Além
das intuições puras, Kant reconhece a existência de conceitos
puros ou categorias, que ele vai estudar na segunda parte da Crítica
da Razão Pura, na seção denominada de Analítica transcendental,
definida por ele como “a análise do uso puro do entendimento em
geral”. Essa análise há que seguir o caminho dos conceitos, de vez
que, além da intuição, não há outro modo do conhecimento humano
se realizar, senão por conceitos.
Um
conceito jamais é referido imediatamente a um objeto, mas a alguma
outra representação qualquer deste. Chamamos de “juízo” ao ato
do sujeito mediante o qual ligamos sempre um objeto a uma construção
mental preexistente. “Podemos reduzir todas as ações do
entendimento a juízos, de modo que o entendimento em geral pode ser
representado como uma faculdade de julgar” (Nº 94). Pensar,
portanto, é formular juízos.
Kant
classificou três tipos de juízos: os analíticos, os sintéticos a
priori e os sintéticos a posteriori. Juízos analíticos são
aqueles em que o predicado está contido no sujeito. Por exemplo, no
juízo “o espírito é imortal”, o conceito de imortalidade está
implícito no da espiritualidade, de modo que não será possível
pensar um sem o outro. Estes juízos não têm aplicação para a
ciência, porque não aumentam o conhecimento. Os juízos sintéticos
a posteriori são aqueles que provem da experiência, mas continuam
sempre vinculados a ela. São particulares e contingentes. Por
exemplo: “ Domingo choveu”, ou “Reiko é uma mulher japonesa”.

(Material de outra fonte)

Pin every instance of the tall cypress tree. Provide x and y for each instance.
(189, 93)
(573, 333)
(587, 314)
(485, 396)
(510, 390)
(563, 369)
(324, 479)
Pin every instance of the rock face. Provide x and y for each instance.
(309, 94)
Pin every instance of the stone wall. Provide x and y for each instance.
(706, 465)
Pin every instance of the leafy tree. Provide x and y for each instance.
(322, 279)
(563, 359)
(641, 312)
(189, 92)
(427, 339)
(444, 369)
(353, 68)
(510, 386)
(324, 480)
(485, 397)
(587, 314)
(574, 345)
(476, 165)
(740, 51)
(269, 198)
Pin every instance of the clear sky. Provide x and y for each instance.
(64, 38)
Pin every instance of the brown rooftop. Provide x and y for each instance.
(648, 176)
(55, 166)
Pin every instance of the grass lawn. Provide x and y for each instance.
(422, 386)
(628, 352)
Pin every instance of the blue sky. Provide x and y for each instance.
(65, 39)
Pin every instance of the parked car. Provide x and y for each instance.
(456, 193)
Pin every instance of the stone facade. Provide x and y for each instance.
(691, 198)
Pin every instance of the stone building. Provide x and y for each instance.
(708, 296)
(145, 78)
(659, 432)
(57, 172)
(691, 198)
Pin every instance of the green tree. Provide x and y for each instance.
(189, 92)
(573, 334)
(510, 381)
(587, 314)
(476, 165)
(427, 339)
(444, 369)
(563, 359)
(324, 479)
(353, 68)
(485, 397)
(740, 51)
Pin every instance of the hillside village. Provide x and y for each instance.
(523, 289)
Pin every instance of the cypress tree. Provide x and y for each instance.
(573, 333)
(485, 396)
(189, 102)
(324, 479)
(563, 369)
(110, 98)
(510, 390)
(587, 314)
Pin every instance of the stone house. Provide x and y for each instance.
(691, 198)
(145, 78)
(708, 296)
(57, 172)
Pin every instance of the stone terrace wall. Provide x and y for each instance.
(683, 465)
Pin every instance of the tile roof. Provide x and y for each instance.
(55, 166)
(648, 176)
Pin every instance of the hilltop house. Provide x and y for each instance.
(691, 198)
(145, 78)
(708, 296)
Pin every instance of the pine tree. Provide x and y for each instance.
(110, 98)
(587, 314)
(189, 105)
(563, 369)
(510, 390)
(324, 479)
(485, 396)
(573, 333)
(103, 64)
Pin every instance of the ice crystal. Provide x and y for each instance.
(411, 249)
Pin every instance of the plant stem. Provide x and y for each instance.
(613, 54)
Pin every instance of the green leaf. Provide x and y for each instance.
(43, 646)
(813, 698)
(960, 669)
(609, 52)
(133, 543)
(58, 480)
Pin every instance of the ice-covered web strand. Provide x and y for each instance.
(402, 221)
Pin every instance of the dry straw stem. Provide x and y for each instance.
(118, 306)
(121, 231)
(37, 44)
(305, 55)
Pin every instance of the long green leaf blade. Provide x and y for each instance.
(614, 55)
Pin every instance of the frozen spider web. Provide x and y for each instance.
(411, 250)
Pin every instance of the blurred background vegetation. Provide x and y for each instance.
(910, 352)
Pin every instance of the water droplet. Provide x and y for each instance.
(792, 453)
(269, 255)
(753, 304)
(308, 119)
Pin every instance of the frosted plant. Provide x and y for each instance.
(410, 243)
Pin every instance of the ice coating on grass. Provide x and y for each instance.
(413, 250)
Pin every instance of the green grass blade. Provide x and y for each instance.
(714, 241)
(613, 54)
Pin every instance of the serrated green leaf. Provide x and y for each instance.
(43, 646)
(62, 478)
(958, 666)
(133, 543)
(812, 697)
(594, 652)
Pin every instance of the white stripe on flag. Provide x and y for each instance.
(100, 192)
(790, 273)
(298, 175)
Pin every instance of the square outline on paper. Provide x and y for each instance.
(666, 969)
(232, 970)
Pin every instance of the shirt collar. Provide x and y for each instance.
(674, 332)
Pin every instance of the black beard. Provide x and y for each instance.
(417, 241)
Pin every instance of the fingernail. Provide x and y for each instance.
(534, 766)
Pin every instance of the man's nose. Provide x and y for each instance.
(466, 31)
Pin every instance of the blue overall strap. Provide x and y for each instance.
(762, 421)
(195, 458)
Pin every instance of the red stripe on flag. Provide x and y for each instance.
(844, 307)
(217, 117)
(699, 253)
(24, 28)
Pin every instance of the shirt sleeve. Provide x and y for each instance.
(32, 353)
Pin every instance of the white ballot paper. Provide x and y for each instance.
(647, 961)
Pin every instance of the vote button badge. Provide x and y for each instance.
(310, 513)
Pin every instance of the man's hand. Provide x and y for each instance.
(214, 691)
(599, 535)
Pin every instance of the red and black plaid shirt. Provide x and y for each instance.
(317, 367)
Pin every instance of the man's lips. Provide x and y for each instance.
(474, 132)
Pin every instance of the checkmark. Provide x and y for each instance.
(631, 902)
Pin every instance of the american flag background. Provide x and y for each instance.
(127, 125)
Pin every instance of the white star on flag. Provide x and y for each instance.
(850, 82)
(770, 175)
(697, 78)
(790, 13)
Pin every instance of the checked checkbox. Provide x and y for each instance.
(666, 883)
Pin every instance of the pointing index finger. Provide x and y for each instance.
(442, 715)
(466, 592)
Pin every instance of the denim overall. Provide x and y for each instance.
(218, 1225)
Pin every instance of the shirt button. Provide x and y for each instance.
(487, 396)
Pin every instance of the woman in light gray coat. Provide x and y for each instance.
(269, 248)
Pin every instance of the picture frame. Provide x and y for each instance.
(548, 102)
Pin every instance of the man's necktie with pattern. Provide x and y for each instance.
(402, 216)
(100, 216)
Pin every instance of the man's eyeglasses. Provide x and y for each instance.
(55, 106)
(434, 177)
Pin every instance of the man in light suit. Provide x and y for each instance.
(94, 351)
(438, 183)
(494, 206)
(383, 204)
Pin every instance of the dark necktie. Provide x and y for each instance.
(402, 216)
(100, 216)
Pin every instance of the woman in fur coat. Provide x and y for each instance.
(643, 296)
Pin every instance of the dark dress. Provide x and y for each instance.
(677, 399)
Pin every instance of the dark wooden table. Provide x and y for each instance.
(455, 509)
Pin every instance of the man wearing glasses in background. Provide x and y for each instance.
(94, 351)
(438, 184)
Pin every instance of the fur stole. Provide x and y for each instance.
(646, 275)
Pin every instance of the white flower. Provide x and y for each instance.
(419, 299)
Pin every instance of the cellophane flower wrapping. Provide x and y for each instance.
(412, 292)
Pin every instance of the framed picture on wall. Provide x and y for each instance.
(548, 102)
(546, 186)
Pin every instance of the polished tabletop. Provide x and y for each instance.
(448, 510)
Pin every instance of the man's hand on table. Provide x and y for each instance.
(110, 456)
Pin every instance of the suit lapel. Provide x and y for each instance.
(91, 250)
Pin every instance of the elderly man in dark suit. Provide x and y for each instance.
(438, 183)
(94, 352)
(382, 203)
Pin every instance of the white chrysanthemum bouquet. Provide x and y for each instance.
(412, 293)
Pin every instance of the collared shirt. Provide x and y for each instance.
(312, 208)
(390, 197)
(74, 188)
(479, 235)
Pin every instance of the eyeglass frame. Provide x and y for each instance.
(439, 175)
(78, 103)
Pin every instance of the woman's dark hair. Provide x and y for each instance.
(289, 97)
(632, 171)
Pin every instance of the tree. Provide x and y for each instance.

São juízos que enriquecem o conhecimento, pois o predicado não
está implícito no sujeito. Mas a sua particularidade impede o
aproveitamento científico deles, pois não há ciência de fenômenos
singulares. Juízos sintéticos a priori são aqueles que provêm da
experiência, mas podem ir além dela, tornando-se universais. Por
exemplo, no juízo matemático: “duas bananas mais uma banana é
igual a três bananas”, temos um conhecimento fornecido pela
experiência, mas que abstraído do caso concreto, duas coisas
quaisquer mais uma formam três coisas quaisquer, e isso se aplica
universalmente.
Kant
afirma que os juízos sintéticos a priori são os mais apropriados
para a ciência, pois além de terem ligação coma experiência,
alcançam o plano da universalidade. A matemática, na qualidade de
conhecimento modelar de abstração, e o campo científico onde os
juízos sintéticos a priori brotam com espontaneidade. Sua tarefa
seguinte será demonstrar como são possíveis os juízos sintéticos
a priori na física e se são possíveis na metafísica. Na
explicação deste último ponto, Kant apelou para os conceitos puros
do entendimento ou categorias.
O
uso do tempo “categorias” é explicitamente assumido por ele (nº
105) como um aproveitamento da filosofia de Aristóteles, na medida
em que seu objetivo, em princípio, se identifica com o do
Estarigita. Contudo, se em Aristóteles as categorias são modos ou
flexões do ser, captados pela mente, em Kant dá-se o inverso: é a
mente que traz as categorias e ajusta os seres a elas, através de um
movimento mental denominado “síntese”, de onde provêm os
conceitos.
Com
as próprias palavras de Kant (nº 103), definimos a síntese como “a
ação de acrescentar diversas representações umas às outras e de
conceber a sua multiplicidade num conhecimento”. E mais: a síntese
é “uma função cega, embora indispensável da alma, mas da qual
raramente somos conscientes”. Cabe ao entendimento a função de
relacionar essa síntese com com conceitos determinados,
produzindo-se aí o conhecimento em sentido próprio. A síntese é
pura, isto é aquela fundamentada num juízo sintético a priori,
levará a um conceito puro do entendimento ou categoria. Os conceitos
puros congregam o múltiplo da intuição numa unidade sintética.